[rurban]

Sure, that's why safe languages forbid users to use unsafe things.

"C programmers think memory management is too important to be left to the computer. Lisp programmers think memory management is too important to be left to the user." Ellis and Stroustrup, The Annotated C++ Reference Manual.

[adastra22]

You need a systems programming language to write safe systems. That's what Rust is. Maybe there's room for a higher-level 100% safe language. Rust would be a good language to write it in.

In the mean time, in the messy world of writing software today, one does frequently enough come across the need for new safety primitives. Things that are provably correct but which the type system of your language does not support. In these instances, unsafe lets you lower down into systems code to build and safely wrap these new components.

[rurban]

Yes, Rust is a good systems programming language. Just not safe. Safer than most others, yes. Good enough, yes.

But there exist safe systems programming languages. Safe systems were done in these languages. Just nobody cared, so they died or have no market share.

[adastra22]

Which ones?

[rurban]

Do I have to do osdev language research for you now? I'm certainly missing some, but out of my head: Mesa/Cedar, Concurrent Pascal, Smalltalk, Lisp, ADA, C#/M# for Midori/Singularity, Oberon, ...

[adastra22]

All of those have unsafe-like escape hatches, with the notable and singular exception of Concurrent Pascal. In each of the others you can access their own version of `unsafe` as an escape hatch

Mesa/Cedar: LOOPHOLE inside an UNSAFE module

Smalltalk 80: You can access the built-in VM instructions directly using the <primitive: N> syntax. E.g. basicAt:put: at <primitive: 61> avoids bounds checks and type checks.

Common Lisp: (safety 0)

Ada: Unchecked_Conversion, Unchecked_Deallocation

C#/M#: unsafe class MyClass<T> where T : unmanaged

Oberon: the SYSTEM module

Rust isn't any different, and unsafe exists in Rust for the same reason it exists in all these other languages. You use it to create new constructs the language authors didn't foresee. Concurrent Pascal is the singular exception: You can't do anything the language doesn't provide out of the box. Need something Brinch Hansen didn't think of? Sucks to be you.

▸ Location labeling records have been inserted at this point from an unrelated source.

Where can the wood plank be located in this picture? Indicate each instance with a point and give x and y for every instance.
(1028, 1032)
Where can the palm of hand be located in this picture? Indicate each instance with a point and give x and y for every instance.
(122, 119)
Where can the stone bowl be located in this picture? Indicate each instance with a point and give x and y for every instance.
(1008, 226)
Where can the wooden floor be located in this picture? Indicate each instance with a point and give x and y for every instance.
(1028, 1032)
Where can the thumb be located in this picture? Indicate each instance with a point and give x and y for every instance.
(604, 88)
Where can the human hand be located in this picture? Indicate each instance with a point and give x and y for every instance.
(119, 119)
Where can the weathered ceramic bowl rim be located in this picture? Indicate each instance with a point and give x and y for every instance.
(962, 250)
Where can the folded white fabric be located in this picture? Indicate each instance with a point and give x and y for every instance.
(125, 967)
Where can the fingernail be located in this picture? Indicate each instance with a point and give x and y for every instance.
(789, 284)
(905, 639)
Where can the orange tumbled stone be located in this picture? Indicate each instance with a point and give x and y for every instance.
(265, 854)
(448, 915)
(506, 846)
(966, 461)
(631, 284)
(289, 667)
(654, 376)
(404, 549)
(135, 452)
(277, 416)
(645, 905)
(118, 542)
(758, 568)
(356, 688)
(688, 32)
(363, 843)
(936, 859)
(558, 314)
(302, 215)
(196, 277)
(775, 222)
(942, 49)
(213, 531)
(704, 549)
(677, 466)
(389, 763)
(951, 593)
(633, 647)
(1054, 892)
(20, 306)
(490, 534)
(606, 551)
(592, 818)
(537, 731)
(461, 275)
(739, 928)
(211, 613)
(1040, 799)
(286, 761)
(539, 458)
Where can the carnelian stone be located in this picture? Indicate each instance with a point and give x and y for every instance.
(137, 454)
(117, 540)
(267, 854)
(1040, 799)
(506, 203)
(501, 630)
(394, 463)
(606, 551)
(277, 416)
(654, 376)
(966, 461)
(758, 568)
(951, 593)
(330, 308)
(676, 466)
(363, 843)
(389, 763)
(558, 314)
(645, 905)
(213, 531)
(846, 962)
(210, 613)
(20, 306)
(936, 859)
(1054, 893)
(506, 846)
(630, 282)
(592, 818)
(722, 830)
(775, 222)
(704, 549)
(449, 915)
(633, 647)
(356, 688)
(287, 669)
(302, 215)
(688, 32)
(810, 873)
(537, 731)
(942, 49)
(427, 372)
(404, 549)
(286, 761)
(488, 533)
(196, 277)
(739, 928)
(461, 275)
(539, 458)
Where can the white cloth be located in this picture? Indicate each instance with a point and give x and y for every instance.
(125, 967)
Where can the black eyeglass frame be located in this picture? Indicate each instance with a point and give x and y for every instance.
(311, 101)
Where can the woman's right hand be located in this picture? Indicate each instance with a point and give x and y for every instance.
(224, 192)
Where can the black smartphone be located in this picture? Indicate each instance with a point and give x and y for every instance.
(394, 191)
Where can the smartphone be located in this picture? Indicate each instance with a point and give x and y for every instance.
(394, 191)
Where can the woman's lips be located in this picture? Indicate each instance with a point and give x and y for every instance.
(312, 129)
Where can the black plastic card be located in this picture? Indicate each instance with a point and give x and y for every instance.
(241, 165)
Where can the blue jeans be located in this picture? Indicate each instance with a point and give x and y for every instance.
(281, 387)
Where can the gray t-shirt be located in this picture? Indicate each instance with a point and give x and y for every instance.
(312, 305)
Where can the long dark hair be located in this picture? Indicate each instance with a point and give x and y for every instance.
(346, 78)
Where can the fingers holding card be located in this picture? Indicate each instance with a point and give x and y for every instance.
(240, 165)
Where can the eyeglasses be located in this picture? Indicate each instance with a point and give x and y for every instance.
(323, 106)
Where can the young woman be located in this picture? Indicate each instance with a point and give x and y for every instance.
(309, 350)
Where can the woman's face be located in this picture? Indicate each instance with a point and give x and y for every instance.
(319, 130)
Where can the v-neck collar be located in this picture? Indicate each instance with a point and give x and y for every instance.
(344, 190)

If you want the rusty version of Concurrent Pascal though, you can have that. Put #![forbid(unsafe_code)] in your crate's lib.rs, or your Cargo.toml. Done.

[OneWingedShark]

While Ada does have `Unchecked_Deallocation` and `Unchecked_Conversion`, Ada out-of-the-box provides safety roughly on-par with the high-integrity C++ style-guide. For provable safety, the SPARK subset/provers are used.

There's a lot you can do in Ada without resorting to them, and even with using them it can be perfectly fine, such as (eg) "view conversion" of a register or memory-mapped location -- remember that a lot of APIs (and ABIs) have been kneecapped by catering to C's inabilities, so even if the idea is directly expressible in some higher level language it will be exposed at the lower level.

[rurban]

Sucks to need to add unsafe new constructs the language authors didn't foresee, and still call it safe. Should have been forseen.